柴田はそのやりとりを見てやはり少し寂しい気持ちになる。紺ちゃん、やっぱり最後まで、一緒にいたかった。一緒に戦い抜きたかった。
7 名前:みぎまがり寿 投稿日:2003年07月27日(日)11時32分47秒
そして五人は、次に同じ人間のことを思う。
ミキティ。彼女がいたら、もっと戦況は変わっていたのではないか。
藤本は矢口の要請を笑顔で断った。何か理由があるのか、ないのか、それを矢口が問うことは無かった。
「あさみ、合流でOK?」飯田が声を飛ばす。
「オッケーオッケー!まだまだ幾らでも来いっての!」
膝をついた三体目のオークに斧を叩き付け、背中を向けたまま拳を空へ突き上げてあさみは返事をした。
いける。このメンツで充分だ。
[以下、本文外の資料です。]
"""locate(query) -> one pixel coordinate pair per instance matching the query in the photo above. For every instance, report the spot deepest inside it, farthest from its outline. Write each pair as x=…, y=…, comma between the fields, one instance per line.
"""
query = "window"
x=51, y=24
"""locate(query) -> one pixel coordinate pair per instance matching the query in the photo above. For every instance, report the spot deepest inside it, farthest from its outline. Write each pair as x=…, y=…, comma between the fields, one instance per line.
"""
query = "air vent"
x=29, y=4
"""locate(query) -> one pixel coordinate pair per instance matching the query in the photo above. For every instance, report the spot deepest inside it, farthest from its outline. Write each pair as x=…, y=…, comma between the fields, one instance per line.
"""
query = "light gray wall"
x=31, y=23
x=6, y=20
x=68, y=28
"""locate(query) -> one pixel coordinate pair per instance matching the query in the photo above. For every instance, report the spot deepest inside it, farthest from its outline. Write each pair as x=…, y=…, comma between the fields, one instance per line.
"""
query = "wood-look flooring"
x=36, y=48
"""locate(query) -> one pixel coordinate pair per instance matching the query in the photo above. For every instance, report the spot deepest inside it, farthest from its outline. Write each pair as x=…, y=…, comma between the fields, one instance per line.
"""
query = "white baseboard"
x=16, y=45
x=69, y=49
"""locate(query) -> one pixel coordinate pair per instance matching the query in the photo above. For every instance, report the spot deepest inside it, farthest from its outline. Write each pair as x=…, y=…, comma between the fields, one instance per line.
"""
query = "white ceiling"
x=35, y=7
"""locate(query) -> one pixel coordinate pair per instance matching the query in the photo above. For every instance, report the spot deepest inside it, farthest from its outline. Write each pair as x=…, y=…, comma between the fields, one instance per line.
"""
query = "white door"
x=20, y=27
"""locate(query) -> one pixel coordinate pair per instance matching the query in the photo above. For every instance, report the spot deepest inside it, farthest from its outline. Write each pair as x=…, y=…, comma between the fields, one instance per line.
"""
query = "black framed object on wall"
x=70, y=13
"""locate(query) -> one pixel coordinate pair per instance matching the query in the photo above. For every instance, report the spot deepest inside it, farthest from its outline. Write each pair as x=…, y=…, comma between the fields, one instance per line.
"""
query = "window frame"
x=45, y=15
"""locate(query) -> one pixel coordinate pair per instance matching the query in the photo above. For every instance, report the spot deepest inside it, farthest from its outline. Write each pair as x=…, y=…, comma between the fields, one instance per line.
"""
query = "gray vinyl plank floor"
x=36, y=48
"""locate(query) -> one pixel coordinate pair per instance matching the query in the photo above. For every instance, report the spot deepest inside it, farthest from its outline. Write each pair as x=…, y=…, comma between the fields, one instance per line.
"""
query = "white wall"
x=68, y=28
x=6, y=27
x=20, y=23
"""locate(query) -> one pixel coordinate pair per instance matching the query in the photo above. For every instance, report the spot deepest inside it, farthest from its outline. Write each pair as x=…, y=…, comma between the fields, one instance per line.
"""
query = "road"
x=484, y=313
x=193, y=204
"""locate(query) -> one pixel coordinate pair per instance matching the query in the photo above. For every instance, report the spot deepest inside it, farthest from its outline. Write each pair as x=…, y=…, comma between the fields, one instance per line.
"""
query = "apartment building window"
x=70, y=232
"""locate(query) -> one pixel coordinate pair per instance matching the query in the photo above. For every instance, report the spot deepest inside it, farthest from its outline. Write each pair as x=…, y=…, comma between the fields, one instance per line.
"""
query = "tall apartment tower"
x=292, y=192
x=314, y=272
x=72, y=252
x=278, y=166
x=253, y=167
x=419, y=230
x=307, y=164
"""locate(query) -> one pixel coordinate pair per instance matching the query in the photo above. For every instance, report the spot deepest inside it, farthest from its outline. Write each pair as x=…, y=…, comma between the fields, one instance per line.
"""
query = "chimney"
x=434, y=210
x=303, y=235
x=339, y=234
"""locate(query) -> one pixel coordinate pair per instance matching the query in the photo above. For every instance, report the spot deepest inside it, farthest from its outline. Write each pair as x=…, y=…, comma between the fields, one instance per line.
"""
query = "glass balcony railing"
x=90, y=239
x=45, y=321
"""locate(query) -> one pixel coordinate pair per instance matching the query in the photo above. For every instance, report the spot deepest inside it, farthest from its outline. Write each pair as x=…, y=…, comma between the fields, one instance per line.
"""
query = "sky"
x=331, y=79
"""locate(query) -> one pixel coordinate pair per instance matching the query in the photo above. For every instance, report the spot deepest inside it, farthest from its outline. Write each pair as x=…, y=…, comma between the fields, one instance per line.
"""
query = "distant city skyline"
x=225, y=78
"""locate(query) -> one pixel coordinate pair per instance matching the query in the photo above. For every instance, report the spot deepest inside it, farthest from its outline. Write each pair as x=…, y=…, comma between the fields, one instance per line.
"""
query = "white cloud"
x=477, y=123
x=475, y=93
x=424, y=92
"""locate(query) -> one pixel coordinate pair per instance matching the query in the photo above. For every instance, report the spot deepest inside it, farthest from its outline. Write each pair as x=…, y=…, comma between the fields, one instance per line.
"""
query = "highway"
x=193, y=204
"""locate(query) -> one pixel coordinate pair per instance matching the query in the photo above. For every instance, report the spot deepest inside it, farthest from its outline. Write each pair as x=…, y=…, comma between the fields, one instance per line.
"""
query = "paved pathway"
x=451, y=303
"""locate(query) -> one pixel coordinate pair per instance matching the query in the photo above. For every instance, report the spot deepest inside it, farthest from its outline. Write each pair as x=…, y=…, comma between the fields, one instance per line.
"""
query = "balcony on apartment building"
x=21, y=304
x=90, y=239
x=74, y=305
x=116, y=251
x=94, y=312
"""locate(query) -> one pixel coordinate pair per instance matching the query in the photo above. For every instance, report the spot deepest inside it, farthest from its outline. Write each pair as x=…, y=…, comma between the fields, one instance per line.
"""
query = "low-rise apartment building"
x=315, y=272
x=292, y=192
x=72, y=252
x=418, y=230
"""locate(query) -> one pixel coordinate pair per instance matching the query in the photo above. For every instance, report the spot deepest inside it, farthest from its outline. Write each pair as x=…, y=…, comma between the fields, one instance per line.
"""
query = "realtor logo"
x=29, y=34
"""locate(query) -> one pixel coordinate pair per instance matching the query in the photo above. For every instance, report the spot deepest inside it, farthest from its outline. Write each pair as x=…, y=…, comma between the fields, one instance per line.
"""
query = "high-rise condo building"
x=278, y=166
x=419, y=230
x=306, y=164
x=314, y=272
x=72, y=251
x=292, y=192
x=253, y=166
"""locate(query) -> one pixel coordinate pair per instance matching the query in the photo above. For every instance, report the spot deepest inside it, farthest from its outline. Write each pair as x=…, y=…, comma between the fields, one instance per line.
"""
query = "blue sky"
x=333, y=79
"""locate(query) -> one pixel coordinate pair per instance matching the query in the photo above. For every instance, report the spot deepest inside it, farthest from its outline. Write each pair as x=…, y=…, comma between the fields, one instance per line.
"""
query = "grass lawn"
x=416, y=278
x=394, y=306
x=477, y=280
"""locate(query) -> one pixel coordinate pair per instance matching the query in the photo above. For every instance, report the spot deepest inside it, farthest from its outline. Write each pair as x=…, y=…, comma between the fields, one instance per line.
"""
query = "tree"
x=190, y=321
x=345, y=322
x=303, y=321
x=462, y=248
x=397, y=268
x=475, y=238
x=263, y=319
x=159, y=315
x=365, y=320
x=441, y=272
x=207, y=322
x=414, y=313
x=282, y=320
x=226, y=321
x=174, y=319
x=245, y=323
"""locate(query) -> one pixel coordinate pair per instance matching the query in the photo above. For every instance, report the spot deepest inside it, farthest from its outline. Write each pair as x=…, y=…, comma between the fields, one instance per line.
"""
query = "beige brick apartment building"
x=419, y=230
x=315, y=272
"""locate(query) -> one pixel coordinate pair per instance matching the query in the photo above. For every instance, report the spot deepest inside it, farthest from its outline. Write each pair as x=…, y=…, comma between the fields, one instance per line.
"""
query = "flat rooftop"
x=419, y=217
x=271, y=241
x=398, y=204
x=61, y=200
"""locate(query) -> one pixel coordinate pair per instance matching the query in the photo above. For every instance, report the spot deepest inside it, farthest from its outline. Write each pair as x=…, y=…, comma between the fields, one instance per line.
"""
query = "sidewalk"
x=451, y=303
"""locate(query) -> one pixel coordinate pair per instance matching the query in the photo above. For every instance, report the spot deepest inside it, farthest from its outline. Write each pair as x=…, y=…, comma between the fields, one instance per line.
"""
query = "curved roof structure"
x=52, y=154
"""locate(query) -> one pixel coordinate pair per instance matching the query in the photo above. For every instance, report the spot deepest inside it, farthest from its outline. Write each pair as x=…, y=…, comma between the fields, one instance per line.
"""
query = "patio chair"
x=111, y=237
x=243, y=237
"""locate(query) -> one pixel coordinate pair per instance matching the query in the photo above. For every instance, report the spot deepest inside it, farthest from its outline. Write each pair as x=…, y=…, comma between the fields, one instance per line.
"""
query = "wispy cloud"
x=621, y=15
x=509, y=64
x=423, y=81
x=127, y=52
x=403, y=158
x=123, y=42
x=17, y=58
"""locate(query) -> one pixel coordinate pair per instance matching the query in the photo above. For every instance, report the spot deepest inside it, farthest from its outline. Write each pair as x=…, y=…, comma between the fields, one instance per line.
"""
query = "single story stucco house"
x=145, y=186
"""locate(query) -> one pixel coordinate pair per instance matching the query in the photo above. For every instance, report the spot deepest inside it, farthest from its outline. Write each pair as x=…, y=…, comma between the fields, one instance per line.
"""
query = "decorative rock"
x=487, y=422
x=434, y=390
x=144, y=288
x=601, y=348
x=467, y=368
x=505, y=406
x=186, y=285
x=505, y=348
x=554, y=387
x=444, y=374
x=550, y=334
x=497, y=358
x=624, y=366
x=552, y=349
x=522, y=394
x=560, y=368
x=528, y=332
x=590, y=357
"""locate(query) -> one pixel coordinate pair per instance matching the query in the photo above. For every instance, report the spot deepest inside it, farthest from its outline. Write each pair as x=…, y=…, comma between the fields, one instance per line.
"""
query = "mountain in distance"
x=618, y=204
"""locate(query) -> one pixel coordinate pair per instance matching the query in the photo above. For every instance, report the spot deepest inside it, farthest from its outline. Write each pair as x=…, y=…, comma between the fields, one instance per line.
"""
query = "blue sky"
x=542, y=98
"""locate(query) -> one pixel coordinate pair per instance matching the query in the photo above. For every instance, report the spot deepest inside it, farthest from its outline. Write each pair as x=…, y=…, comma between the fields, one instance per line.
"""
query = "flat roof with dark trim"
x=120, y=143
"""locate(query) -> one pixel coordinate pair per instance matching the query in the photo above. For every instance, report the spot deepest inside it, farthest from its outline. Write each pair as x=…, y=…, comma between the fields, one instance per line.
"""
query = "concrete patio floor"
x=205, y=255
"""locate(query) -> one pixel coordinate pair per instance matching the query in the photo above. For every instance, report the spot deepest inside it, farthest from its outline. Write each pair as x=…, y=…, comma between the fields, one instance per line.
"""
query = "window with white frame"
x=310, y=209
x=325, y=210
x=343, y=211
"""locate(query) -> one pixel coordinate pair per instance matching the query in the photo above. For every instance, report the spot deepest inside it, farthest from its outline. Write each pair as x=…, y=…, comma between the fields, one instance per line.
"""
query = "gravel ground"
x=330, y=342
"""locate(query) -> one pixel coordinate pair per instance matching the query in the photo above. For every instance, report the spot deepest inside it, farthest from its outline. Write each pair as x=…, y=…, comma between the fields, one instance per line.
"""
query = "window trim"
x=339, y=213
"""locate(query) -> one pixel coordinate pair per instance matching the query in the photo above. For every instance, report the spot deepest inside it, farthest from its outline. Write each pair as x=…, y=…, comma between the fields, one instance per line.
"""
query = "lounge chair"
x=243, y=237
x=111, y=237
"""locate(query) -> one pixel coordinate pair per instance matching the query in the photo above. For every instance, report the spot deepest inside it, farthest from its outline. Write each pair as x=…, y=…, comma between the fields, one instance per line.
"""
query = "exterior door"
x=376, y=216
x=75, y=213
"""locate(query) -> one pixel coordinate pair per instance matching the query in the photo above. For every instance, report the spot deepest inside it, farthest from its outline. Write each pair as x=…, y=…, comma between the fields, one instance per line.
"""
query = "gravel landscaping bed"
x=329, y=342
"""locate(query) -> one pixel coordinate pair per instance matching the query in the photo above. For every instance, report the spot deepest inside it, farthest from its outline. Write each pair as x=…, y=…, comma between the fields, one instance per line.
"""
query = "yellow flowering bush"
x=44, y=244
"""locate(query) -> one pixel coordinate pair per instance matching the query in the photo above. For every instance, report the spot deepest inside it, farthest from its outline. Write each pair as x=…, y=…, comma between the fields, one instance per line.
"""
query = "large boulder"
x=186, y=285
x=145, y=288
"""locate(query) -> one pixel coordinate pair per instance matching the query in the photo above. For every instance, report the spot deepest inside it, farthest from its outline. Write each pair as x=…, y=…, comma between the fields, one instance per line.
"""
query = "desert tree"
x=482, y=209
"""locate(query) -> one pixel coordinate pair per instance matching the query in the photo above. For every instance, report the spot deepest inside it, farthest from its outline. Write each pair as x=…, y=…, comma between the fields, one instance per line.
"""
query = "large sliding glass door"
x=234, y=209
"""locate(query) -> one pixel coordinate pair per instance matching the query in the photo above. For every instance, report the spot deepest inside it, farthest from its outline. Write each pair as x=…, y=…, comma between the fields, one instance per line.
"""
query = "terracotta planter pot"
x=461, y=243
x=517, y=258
なっちと、なっち組と合流すれば打開策はある。矢口もあさみに倣い拳を突き上げる。
「頼りにしてるぜ野郎ども!いくぜいっ!張り切っていきまーっ」
『ショーイ!!』
飯田が矢口をじろりと見た。矢口はペロリと舌を出す。
8 名前:みぎまがり寿 投稿日:2003年07月27日(日)11時37分08秒
とりあえずここまでれす。。。
なるべく死人は出したくないなと思ってはいますが、7AIRはすでに全滅。。。

感想、ご意見、その他ご注意下さるとやる気出ます。
似た話、幾らでもあるんじゃないかってのが今の不安。。。
9 名前:みっくす 投稿日:2003年07月27日(日)15時40分45秒
面白そうですね。
続き楽しみにしてます。
10 名前:かつらぎ 投稿日:2003年07月28日(月)15時18分44秒
お〜新作だ!
こういう「剣と魔法」の世界は大好きです。
基本設定は似たような話があるにしても、
結局書き手が違えば自然に「小説の個性」ってのは出てくる物だと思うので、
「こんなのはありがちかな?」なんて考えず思うまま作者様に書いていただきたい、
と思います。
続きを楽しみにしてます。
11 名前:みぎまがり寿 投稿日:2003年07月29日(火)22時09分52秒
>9, 10
みっくすさん、かつらぎさん、ありがとうございます。
とりあえず自分の物語(妄想)に自信と責任を持って終わらせようと思います。勇気でました。

自分、実はなっち推しでして。。。
代々木体育館で例の大本営発表を聞いてかーなーり落ち込んでおります。
次回はもう少し先になるのではなかろうかと思います。。。しばしお待ちあれ。